A man looks at caged civet cats in a wildlife market in Guangzhou, capital of south China's Guangdong Province Monday, Jan. 5, 2004.
A man looks at caged civet cats in a wildlife market in Guangzhou, capital of south China's Guangdong Province Monday, Jan. 5, 2004.

Humans have increased the risk for these zoonotic diseases in recent years, Müller said, by encroaching on territory used by wild animals through logging, hunting and urbanization, as well as attitudes that view all animals as potential pets rather than potential dangers.

"Any kind of risk-mitigating measures in terms of human behavior – that is key to avoiding these cross-species transmission events in the future," Müller said.

Don't bring one of these home    

Raccoon dogs were introduced to eastern parts of Europe, particularly Russia, in the 1930s, as a new fur species, Müller said.

Since then, they've spread to central and western Europe.

"It's almost impossible to get rid of these species anymore," said Müller, who has studied them as part of rabies-eradication efforts. "They have well adapted and have established sometimes pretty high population densities, especially in the central European countries."

Raccoon dogs, like raccoons, are generally nocturnal creatures that hide from rather than attack other animals.

"They are not aggressive at all," Müller said. "You would hardly see them in nature."

They are cute and impressive animals, he said, but according to the Royal Society for the Prevention of Cruelty to Animals, the British version of the ASPCA, raccoon dogs make terrible house pets.

They require wide ranges for roaming, far bigger than an urban apartment or suburban yard. Communicating with each other via scent, raccoon dogs also smell horrible to humans, the RSPCA said.

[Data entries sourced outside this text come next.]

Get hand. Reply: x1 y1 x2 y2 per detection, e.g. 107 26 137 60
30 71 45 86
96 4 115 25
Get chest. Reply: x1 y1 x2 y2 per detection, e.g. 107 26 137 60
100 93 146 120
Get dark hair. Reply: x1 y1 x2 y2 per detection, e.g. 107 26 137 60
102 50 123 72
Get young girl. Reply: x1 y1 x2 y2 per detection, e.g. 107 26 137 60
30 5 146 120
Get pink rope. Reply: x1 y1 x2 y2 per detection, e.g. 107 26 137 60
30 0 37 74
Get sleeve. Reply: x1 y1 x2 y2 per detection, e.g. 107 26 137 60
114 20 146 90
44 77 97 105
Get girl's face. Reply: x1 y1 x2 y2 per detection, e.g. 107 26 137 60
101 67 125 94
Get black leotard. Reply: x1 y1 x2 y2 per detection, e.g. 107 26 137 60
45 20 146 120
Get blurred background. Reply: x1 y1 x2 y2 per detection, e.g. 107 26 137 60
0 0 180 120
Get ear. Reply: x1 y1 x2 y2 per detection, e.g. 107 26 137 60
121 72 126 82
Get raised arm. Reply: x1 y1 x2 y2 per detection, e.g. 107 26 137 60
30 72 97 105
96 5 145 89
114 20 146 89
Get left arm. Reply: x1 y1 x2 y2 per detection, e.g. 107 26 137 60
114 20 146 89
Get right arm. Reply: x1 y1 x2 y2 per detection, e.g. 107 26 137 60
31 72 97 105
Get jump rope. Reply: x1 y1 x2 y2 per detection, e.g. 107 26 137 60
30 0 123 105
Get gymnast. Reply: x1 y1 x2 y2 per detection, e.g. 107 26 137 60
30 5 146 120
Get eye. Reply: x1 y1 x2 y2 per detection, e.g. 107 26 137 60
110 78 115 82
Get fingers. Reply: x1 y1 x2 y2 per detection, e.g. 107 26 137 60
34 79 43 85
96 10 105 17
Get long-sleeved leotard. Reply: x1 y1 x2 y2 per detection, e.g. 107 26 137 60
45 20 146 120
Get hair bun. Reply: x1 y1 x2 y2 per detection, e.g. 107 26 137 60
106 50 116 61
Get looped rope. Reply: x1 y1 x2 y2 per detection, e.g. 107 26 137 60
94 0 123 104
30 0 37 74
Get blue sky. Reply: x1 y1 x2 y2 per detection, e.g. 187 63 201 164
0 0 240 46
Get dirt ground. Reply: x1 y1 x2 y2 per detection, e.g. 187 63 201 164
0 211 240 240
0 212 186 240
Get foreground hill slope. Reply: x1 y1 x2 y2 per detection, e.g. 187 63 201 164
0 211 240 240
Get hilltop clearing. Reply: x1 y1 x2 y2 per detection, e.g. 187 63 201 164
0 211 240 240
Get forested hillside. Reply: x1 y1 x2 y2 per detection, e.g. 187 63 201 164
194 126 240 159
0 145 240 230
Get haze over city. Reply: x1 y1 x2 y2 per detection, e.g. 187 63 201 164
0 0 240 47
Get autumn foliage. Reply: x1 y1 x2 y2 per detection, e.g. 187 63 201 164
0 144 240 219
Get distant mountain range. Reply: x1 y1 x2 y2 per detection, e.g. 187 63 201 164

It is illegal to breed raccoon dogs in Europe or sell any but existing stock.

Selling wild raccoon dogs has also long been illegal in China, Newman said, but that regulation was not well enforced before the discovery of SARS-CoV-2.

About 40 million raccoon dogs are bred in China for their fur, roughly 99% of the animal's global population, Müller said. He is not aware of any testing done to look for SARS-CoV-2 among farm-bred raccoon dogs.

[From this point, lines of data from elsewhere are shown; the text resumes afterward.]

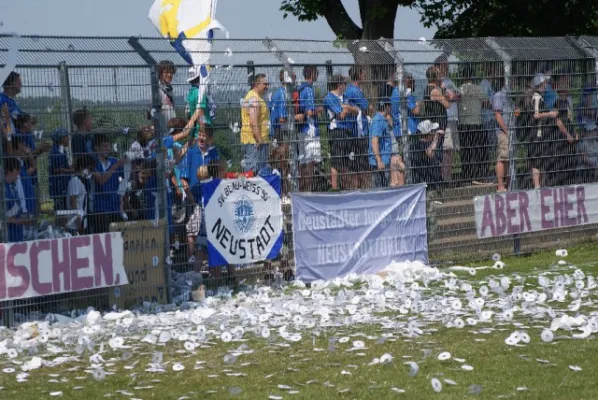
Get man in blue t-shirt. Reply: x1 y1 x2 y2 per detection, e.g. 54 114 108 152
186 131 222 271
268 69 296 202
0 71 23 138
88 134 127 233
295 65 323 192
48 128 74 210
324 75 359 190
345 65 369 189
368 98 393 188
2 157 30 243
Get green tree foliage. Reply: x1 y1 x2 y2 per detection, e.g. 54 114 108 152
413 0 598 38
280 0 598 40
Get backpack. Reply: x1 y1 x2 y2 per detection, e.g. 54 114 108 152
206 92 216 121
291 86 301 115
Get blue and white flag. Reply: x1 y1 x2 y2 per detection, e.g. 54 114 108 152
292 185 428 282
201 175 283 267
148 0 228 106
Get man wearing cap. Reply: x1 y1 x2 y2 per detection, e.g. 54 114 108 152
185 66 214 138
527 74 558 189
410 119 443 190
48 128 74 210
241 74 270 175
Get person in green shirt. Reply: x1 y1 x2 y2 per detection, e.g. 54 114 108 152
186 67 214 138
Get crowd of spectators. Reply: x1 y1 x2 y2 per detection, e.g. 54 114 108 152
0 57 598 269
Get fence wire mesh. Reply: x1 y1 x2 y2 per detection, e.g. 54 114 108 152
0 36 598 321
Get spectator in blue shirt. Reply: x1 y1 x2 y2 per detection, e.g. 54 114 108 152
369 98 393 188
345 65 369 189
324 75 359 190
186 131 222 270
295 65 323 192
269 69 296 202
0 71 23 138
88 134 127 233
2 157 32 243
48 128 74 210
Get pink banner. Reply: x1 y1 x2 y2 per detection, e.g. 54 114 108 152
474 184 598 239
0 232 128 300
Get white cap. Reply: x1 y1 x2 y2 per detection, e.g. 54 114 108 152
417 119 440 134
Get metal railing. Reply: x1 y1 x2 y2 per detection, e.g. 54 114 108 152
0 36 598 324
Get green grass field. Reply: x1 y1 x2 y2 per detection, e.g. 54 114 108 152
0 245 598 400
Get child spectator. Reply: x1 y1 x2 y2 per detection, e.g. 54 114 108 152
88 134 127 233
2 157 34 243
48 128 73 210
186 131 222 270
413 120 444 190
66 154 96 234
369 98 393 188
71 107 93 163
492 79 515 193
268 69 296 200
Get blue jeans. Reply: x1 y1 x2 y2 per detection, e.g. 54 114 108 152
241 144 271 176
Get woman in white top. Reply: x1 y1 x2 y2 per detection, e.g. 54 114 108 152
66 155 96 233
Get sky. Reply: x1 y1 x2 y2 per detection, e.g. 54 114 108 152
0 0 435 40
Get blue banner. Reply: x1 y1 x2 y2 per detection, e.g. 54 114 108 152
201 175 283 267
292 185 428 282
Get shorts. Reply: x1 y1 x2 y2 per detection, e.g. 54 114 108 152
298 134 322 164
442 121 459 150
349 136 370 172
371 167 390 188
496 132 509 161
185 204 202 237
241 144 270 176
392 136 405 157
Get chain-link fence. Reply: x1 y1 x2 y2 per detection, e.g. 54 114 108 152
0 36 598 324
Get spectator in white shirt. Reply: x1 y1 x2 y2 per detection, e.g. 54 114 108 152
66 155 96 234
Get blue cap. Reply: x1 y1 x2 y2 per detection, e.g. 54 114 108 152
52 128 69 142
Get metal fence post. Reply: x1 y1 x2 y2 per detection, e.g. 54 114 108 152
378 39 415 184
262 38 299 192
128 37 172 302
58 61 73 165
0 116 10 328
486 38 521 254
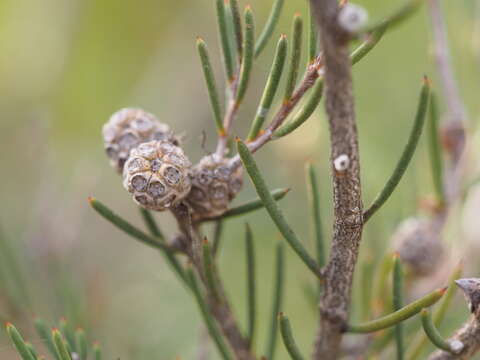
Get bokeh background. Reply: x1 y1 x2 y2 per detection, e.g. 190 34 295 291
0 0 480 360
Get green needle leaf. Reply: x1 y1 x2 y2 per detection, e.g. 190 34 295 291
52 329 72 360
255 0 285 57
350 26 387 65
25 342 38 360
230 0 243 59
216 0 233 83
88 197 170 252
59 317 77 352
5 323 35 360
247 34 287 141
34 318 60 360
205 188 290 221
237 140 322 278
346 287 447 333
363 77 430 223
407 264 463 360
75 329 88 360
266 243 285 360
203 238 221 301
245 223 257 348
284 13 303 102
421 309 455 353
428 93 445 206
393 253 405 360
197 38 225 134
278 313 303 360
186 267 233 360
273 78 323 139
93 342 102 360
306 162 326 267
236 6 255 106
360 0 424 33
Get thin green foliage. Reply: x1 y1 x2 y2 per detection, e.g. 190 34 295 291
345 288 447 333
363 77 430 222
245 223 257 347
278 313 303 360
265 243 285 360
255 0 285 57
247 35 287 141
237 141 321 278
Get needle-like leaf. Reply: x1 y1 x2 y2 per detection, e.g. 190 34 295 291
237 140 322 278
345 288 447 333
255 0 285 57
197 38 225 134
247 35 287 141
363 77 430 223
278 313 303 360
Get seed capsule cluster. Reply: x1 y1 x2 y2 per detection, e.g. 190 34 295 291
186 155 243 220
392 218 444 276
123 140 191 211
102 108 178 173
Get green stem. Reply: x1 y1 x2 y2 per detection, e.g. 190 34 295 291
407 264 463 360
306 163 326 267
247 35 287 141
34 318 60 360
428 93 445 206
75 329 88 360
93 343 102 360
52 329 72 360
278 313 303 360
235 6 255 106
265 243 285 360
230 0 243 59
346 288 447 333
197 38 225 134
138 207 165 242
421 309 453 353
237 140 322 278
216 0 233 83
363 77 430 223
255 0 285 57
360 0 424 33
284 13 303 102
203 239 221 302
206 188 290 221
5 323 35 360
273 78 323 139
245 223 257 348
393 253 405 360
186 268 233 360
308 3 318 64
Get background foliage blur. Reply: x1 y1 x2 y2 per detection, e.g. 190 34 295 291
0 0 480 360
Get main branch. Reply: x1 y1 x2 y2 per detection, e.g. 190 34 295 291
311 0 363 360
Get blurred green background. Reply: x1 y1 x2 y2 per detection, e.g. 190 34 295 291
0 0 480 360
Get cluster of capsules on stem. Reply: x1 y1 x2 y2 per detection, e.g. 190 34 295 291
102 108 243 221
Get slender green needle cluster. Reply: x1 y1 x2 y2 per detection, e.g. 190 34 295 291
363 77 430 222
247 35 287 141
237 141 321 278
278 313 304 360
393 253 405 360
245 224 257 347
265 243 285 360
345 288 447 333
284 14 303 102
255 0 285 57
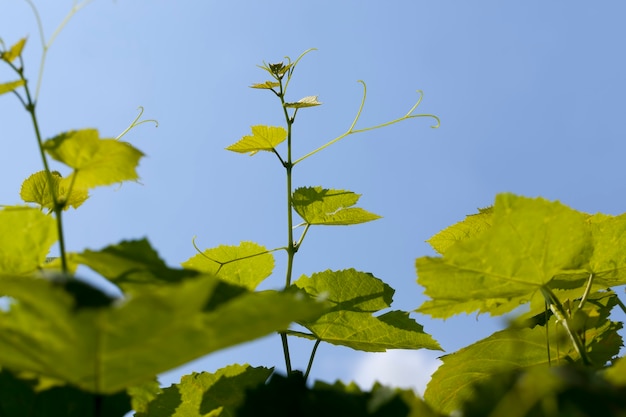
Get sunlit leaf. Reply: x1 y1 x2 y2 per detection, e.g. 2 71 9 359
292 269 441 352
0 276 323 394
0 207 57 272
285 96 322 109
226 125 287 155
250 81 280 90
0 38 26 62
0 80 24 95
20 171 89 210
416 194 592 318
182 242 274 290
135 365 272 417
44 129 143 188
292 186 380 226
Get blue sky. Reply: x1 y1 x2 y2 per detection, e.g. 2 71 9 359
0 0 626 394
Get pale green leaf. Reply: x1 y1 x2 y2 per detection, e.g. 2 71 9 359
226 125 287 155
0 207 57 272
416 194 591 317
135 364 272 417
0 38 26 61
250 81 280 90
292 269 440 352
20 171 89 210
44 129 143 189
292 186 380 226
182 242 274 290
0 275 323 394
285 96 322 109
0 80 24 95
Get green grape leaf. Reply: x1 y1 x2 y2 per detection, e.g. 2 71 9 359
427 207 493 255
0 369 131 417
20 171 89 210
0 80 24 95
292 269 441 352
43 129 143 189
0 275 324 394
250 81 280 90
424 293 622 413
226 125 287 156
416 194 592 318
285 96 322 109
135 364 272 417
0 38 26 62
181 242 274 290
74 239 199 293
0 206 57 274
292 186 381 226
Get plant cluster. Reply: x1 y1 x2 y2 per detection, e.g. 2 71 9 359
0 3 626 417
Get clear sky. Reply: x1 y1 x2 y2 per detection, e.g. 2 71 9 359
0 0 626 394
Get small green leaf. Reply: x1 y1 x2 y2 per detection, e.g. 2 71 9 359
0 207 57 274
226 125 287 155
0 38 26 61
285 96 322 109
181 242 274 290
44 129 143 189
135 364 272 417
0 80 24 95
250 81 280 90
20 171 89 210
292 269 441 352
292 186 380 226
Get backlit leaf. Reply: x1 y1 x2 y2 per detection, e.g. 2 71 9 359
44 129 143 188
293 186 380 226
0 38 26 62
0 275 323 394
416 194 591 318
20 171 89 210
292 269 441 352
135 364 272 417
0 80 24 95
285 96 322 109
182 242 274 290
0 207 57 272
226 125 287 155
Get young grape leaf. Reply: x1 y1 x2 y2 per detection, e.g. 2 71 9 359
250 81 280 90
0 275 324 394
0 38 26 62
0 80 24 95
292 269 441 352
135 364 272 417
43 129 143 189
0 206 57 274
181 242 274 290
416 194 592 318
20 171 89 210
424 293 622 413
226 125 287 156
285 96 322 109
292 186 380 226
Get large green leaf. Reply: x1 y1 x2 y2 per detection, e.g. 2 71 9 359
424 293 622 413
0 207 57 272
416 194 592 318
44 129 143 188
0 275 323 394
135 364 272 417
292 269 441 352
292 186 380 226
20 171 89 210
182 242 274 290
226 125 287 155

Raccoon dogs are not the only potential animal source for SARS-CoV-2, Newman said.

There are a number of animal species that can spread the virus and that humans can spread back into animals. These include minks, which were slaughtered by the millions in Denmark, after they were discovered to carry the virus.

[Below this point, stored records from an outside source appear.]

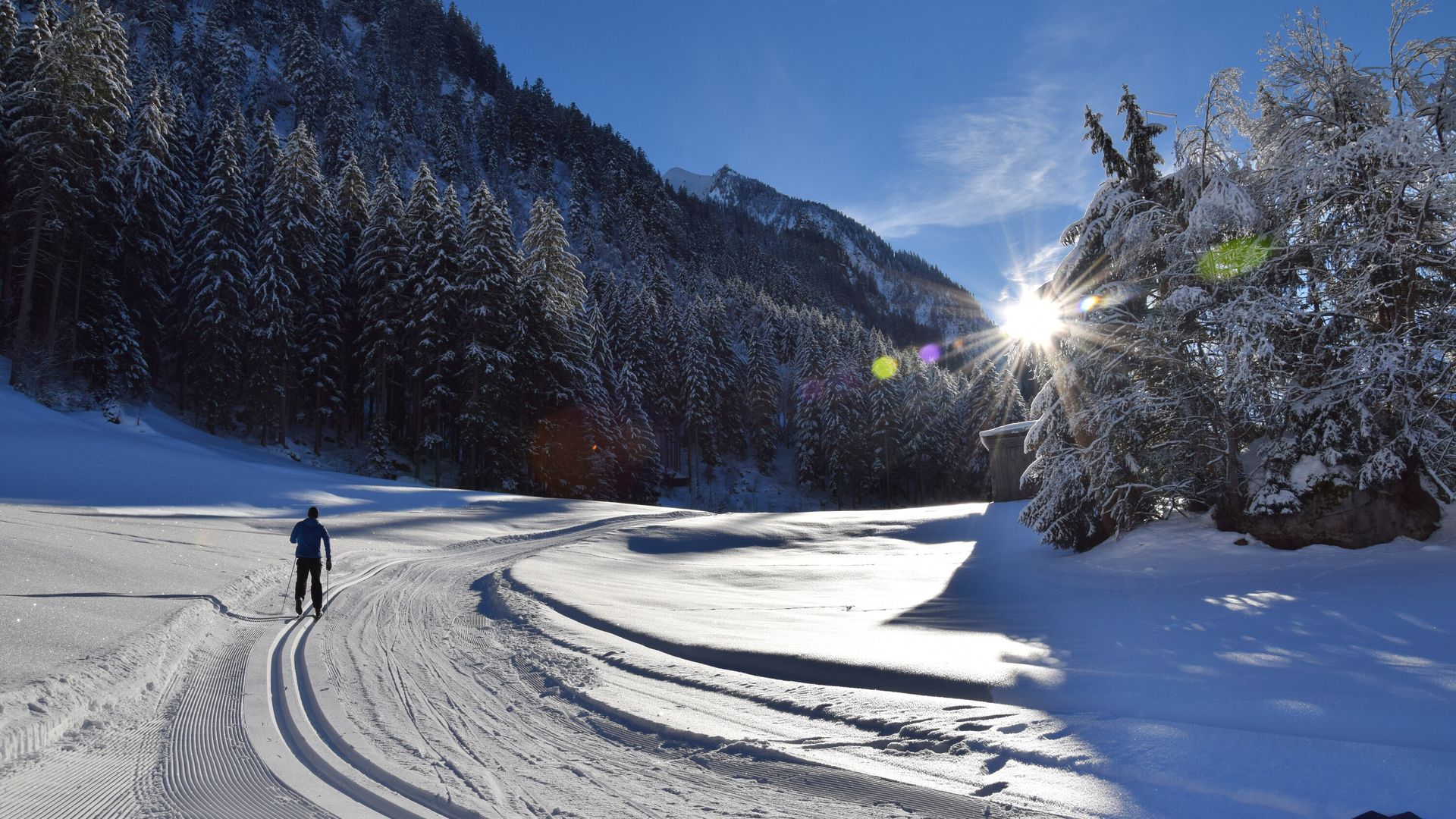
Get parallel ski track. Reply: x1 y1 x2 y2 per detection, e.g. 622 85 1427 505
162 628 328 819
250 513 673 819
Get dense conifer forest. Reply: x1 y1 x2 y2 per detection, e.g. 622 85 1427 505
0 0 1021 506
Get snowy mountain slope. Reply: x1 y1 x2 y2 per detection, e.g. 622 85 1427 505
502 504 1456 819
664 165 989 338
0 362 1029 819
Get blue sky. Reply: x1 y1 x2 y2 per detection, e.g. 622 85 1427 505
459 0 1456 310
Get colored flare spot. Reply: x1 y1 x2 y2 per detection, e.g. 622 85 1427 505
1198 236 1274 281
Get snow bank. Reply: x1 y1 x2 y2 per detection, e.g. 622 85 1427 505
508 503 1456 817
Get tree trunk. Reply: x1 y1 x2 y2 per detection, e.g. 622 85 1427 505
278 363 288 449
46 256 65 360
10 202 49 386
313 384 323 455
65 256 86 369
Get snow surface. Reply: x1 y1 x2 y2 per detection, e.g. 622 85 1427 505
0 362 1456 819
505 503 1456 817
663 168 714 199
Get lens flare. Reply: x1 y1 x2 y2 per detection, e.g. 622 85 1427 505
1002 293 1065 347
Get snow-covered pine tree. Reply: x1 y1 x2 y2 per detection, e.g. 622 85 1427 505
265 124 339 452
3 0 131 389
354 162 410 449
247 228 299 446
744 326 782 475
513 198 590 497
454 180 526 488
334 152 370 438
402 163 460 479
611 363 663 503
114 83 182 372
243 109 282 237
184 121 252 433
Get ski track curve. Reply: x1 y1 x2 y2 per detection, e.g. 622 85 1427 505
0 513 1037 819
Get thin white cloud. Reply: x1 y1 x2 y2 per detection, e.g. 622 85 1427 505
849 87 1097 239
999 242 1072 302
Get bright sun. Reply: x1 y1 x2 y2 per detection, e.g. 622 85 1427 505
1002 293 1065 347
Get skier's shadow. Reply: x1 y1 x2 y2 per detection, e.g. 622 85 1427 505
0 592 290 623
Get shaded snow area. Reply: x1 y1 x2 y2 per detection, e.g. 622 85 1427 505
510 503 1456 819
0 355 1456 819
0 360 1024 819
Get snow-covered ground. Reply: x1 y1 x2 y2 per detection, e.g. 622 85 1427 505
504 504 1456 817
0 362 1456 819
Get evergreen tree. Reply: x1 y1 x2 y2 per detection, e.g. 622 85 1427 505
334 152 370 431
3 0 131 388
354 162 410 447
454 182 524 488
403 163 460 479
115 84 182 372
513 198 590 497
185 121 250 431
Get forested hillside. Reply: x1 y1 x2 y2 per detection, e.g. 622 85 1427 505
0 0 1018 504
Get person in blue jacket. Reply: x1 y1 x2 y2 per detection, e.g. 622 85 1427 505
288 506 334 620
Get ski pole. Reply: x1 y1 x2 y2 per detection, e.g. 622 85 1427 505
282 561 299 615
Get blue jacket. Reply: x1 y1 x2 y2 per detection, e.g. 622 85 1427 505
288 517 334 561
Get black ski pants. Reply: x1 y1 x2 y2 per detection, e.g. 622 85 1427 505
293 557 323 613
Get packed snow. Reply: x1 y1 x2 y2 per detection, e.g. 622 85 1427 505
0 355 1456 819
505 503 1456 817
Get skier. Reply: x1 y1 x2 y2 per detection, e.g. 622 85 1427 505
288 506 334 620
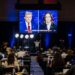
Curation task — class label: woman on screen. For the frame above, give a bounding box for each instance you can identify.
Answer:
[40,12,56,31]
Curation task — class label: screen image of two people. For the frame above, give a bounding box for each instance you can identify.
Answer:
[19,11,57,33]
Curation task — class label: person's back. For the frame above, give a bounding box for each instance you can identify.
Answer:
[65,65,75,75]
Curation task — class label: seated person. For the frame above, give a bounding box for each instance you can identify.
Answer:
[3,48,20,70]
[40,12,56,31]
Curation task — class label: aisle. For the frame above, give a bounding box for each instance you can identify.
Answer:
[30,56,44,75]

Like mink, other small animals that burrow underground, such as badgers, hog badgers and weasels, "all of these animals that have a subterranean, denning lifestyle seem to be particularly susceptible," Newman said.

Like minks and badgers, raccoon dogs like to live in burrows or caves, where they potentially came into contact with bats, either by eating them or cohabitating with them.

Zoos have had to vaccinate many of their animals, particularly primates and even big cats, against COVID-19, because they are susceptible to catching the virus from their human caretakers, Newman said. Deer, which are prone to respiratory infections, have also been known to contract the virus, and he suggests hunters wear masks when butchering or otherwise coming into close contact with deer.

Pets like cats and dogs can catch COVID-19 from people but do not seem to commonly pass it back, Newman said.

"Sticking with farmed animals, sticking with domesticated animals and sticking with animals that are produced and slaughtered and processed in accordance with the public health service would seem to be the way to go," he said.